How to Leverage Stores as Your Primary Inventory Management Asset
Ironically, as commerce increasingly moves online, physical stores actually are becoming more strategically important. Why? Managing complex distribution networks becomes even more challenging with the increase in sales channels, increased rates of returns and demanding fulfillment expectations. Retailers are starting to leverage their physical stores as the warehouses and distribution centers of the future – reducing inefficient inventory management practices of old.
Leveraging stores to win
To keep up with Amazon, not only in commerce but in the supply chain, retailers need to invest in omnichannel solutions that provide complete inventory visibility across the enterprise. It means eliminating the silos of years past and allowing for a better customer experiences. They’ll need to provide customers with all possible fulfillment options, start leveraging their physical stores as distribution centers, and manage returns much more efficiently. This allows customers to shop and receive goods how they want, when they want, while boosting business outcomes across the board.
The idea behind omnichannel retail is to allow consumers to shop however and whenever they want. But actually having that product in hand is the essential final step to complete the process, so allowing shoppers to not only shop, but also fulfill their online orders in store is critical. The same goes for shoppers who like to browse in store. If their preferred size, color, fabric or any other desired characteristic is unavailable in the store, the store associate can leverage real-time inventory visibility through their order management system to reserve and deliver the item to any location the customer wishes.
Allowing for an omnichannel returns process will help you realize many of the same benefits as your omnichannel sales process. This includes improving customer satisfaction and loyalty.
While Amazon is one of many retailers who have launched a network of drop-off lockers at convenient spots in cities and towns, the store continues to be a more complete option. What if the consumer wants to exchange the item? What if they’re hoping to use store credit or even a cash reimbursement to buy another item on their wish list? A pick up locker is a good start and a convenient option for many, but doesn’t allow a retailer or a consumer to take advantage of any other part of the retailer’s value proposition. If the consumer wants to select another color instead, the pickup locker cannot accommodate, and certainly does not provide that immediate satisfaction.
Beat return woes
To manage the unpredictable flow of returned inventory at a particular store, a robust omnichannel order management system is critical.
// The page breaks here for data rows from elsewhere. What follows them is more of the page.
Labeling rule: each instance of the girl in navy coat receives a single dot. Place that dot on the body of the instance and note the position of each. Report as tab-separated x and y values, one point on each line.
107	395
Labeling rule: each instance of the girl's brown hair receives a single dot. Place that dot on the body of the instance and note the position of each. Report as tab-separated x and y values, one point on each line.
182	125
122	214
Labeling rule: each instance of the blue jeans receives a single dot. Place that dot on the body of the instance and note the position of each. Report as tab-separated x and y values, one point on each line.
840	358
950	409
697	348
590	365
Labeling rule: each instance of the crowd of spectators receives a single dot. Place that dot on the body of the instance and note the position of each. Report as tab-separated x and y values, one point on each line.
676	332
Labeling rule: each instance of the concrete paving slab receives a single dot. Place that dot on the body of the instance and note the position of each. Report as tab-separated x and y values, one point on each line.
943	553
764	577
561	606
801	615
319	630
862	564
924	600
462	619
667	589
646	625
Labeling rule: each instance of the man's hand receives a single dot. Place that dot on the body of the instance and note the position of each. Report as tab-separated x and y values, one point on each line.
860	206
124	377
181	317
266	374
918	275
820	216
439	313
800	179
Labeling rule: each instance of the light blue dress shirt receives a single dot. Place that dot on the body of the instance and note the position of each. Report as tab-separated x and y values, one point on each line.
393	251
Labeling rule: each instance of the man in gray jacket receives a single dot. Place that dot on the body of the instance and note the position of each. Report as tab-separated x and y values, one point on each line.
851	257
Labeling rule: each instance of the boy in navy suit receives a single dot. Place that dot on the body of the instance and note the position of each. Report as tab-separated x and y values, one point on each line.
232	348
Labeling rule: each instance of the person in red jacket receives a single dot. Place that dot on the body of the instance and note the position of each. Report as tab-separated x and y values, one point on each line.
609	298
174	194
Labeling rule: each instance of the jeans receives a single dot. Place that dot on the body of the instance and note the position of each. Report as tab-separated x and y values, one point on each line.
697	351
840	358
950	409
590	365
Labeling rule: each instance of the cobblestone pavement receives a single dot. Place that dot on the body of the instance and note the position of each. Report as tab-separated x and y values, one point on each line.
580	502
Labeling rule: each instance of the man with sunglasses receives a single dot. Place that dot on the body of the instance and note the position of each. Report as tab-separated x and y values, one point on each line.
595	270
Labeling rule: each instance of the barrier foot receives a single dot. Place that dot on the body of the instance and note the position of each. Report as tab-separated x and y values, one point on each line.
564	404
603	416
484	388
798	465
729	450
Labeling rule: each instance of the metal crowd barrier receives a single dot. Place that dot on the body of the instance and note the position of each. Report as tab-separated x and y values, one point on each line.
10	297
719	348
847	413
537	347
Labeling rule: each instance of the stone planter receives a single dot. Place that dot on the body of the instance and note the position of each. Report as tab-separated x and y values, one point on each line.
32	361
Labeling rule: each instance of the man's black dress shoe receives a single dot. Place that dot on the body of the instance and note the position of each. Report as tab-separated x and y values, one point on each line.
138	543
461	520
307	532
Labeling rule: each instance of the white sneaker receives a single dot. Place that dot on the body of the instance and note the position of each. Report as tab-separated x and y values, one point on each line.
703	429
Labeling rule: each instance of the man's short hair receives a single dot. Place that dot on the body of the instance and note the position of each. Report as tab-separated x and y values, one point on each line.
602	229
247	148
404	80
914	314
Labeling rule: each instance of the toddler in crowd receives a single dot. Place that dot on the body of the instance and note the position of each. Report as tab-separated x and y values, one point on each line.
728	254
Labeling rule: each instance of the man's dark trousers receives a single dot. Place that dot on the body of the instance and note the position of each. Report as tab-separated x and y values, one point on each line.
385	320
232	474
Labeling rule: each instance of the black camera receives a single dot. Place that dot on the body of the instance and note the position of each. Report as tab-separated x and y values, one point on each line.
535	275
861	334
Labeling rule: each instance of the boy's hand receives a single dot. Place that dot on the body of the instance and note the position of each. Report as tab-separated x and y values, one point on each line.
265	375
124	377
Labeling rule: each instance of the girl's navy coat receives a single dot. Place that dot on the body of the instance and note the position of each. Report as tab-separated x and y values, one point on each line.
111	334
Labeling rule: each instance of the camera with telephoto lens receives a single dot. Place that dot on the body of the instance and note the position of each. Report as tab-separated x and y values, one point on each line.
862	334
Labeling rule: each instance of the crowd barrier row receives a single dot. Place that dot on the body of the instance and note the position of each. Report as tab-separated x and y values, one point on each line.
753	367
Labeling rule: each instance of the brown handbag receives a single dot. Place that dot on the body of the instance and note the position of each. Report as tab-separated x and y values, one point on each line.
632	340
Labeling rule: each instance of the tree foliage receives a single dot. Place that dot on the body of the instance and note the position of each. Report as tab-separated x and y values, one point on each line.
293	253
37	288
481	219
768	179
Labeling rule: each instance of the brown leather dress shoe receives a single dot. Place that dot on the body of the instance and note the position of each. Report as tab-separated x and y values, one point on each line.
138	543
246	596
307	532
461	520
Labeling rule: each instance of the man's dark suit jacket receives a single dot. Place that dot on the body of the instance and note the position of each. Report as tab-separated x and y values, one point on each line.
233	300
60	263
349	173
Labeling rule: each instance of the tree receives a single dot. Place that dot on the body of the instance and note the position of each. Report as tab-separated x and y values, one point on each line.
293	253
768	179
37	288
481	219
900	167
Returned items may or may not have value in the short-term. If they are in good resellable shape, then the order management system lets you bring that item back into the inventory pool, and even reshelf it immediately. The faster an item is put back on the shelf, the higher the odds that it will be resold. Doing this effectively takes away some of the pressure to discount the merchandise, and improves a retailer’s efficiency.
Beyond the returned item itself, many in-store returns are an opportunity for another sale. Many consumers will browse, elect to buy another product, or get a replacement product for the merchandise they returned (wrong color, size, version, etc.). In these cases, encouraging the customer to browse, or select the product they really wanted or needed, makes sense. If the return was a good experience, the vast majority of customers will purchase from that retailer again.
Consumers demand flexible fulfillment and return options. Retailers need to offer maximum convenience and personal connection to shoppers to compete in today’s environment. Use stores as the lynchpin to your omnichannel sales strategy, supported by powerful order management technology, and you’ll be on your way to an efficient and successful 2017.